How to lay solid wood flooring
Laying a wooden floor
Solid wood flooring is a popular choice for the home because of its ability to completely transform the look of a room. It’s durable, long-lasting, and provides a timeless, classic look. This type of flooring is easy to maintain and because the wood is natural it matures well, leading to subtle changes in shade which will only improve its looks over time.
Laying down solid wood flooring isn’t actually that difficult, but thorough and careful preparation is absolutely vital if you want to avoid future problems. It’s crucial to determine if your sub-floor is suitable, especially with regards to moisture content. Solid wood flooring is usually fixed directly to a sub-floor rather than ‘floated’. This is because solid wood flooring tends to move a little more than laminate or engineered wood flooring, so it needs a more stable fixing.
Most solid wood flooring uses a tongue and groove fitting system, but some designs do have a different fitting system – check the manufacturer’s instructions for installation. This guide covers how to fit tongue and groove flooring.
Do I need underlay for solid wood flooring?
All underlay helps with damp-proofing and insulation, but because solid wood flooring is laid directly onto a sub-floor you don’t usually need underlay. Note that underlay is different from a damp-proof membrane, which you probably will need.
How do I lay solid wood flooring on concrete?
Because concrete is porous you will need to check its moisture levels before laying down your floor. As a general guide you can use duct tape to securely stick down 1m2 of polythene onto the concrete and leave overnight.
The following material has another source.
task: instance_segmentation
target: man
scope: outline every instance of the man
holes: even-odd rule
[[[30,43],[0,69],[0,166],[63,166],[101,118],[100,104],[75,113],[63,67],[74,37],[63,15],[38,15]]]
If your concrete is damp, water droplets will collect on the underside of the polythene.
Alternatively you can use a professional moisture metre for a more accurate reading. Concrete sub-floors should have a moisture content of 12% or less on a prong test, or 3% or less on a moisture meter. Refer to the manufacturer’s instructions for further details. If your concrete is too damp the cause will need to be investigated and resolved before you lay down any flooring.
If your concrete is suitable you can apply a damp-proof membrane to ensure that no moisture gets through in the future - refer to the manufacturer’s instructions. A good surface primer should be able to form a strong bond with the flooring adhesive.
How do I lay solid wood flooring on floorboards?
It’s possible to lay solid wood flooring directly onto existing floorboards if they are clean, dry and level. If you’re fixing solid wood flooring to existing timber, then nailing – using secret nails - is your best option. You need to nail the new boards at 90o angles to the original boards for the most stable fit.
If your current floorboards aren’t level you will need to lay down a half inch plywood subfloor. It is not advisable to lay solid wood flooring directly onto chipboard, which isn’t robust or damp-proof enough.
How do I maintain solid wood flooring?
Once your floor is laid, put felt pads or castors on the bottom of chair or table legs to prevent scratching. To maintain the superb natural look of the wood, don’t use abrasive cloths or excessive amounts of water to clean the floor. You can use dry brushes, vacuum cleaners or appropriate spray cleaners and polishes.
How much solid wood flooring will I need?
To calculate the number of packs you need, work out the size of your room in m2 (length x width = m2) and check against the coverage of the pack. Add an extra 10-15% for cutting and wastage.
Solid wood flooring needs to acclimatise to the room it’s going to be laid in. Leave the unopened packs flat for at least 7 days. Don’t stack the packs more than three high, and preferably wedge something between each pack so the air can circulate fully around them. Never store the packs by leaning them against the wall, which can lead to bowing.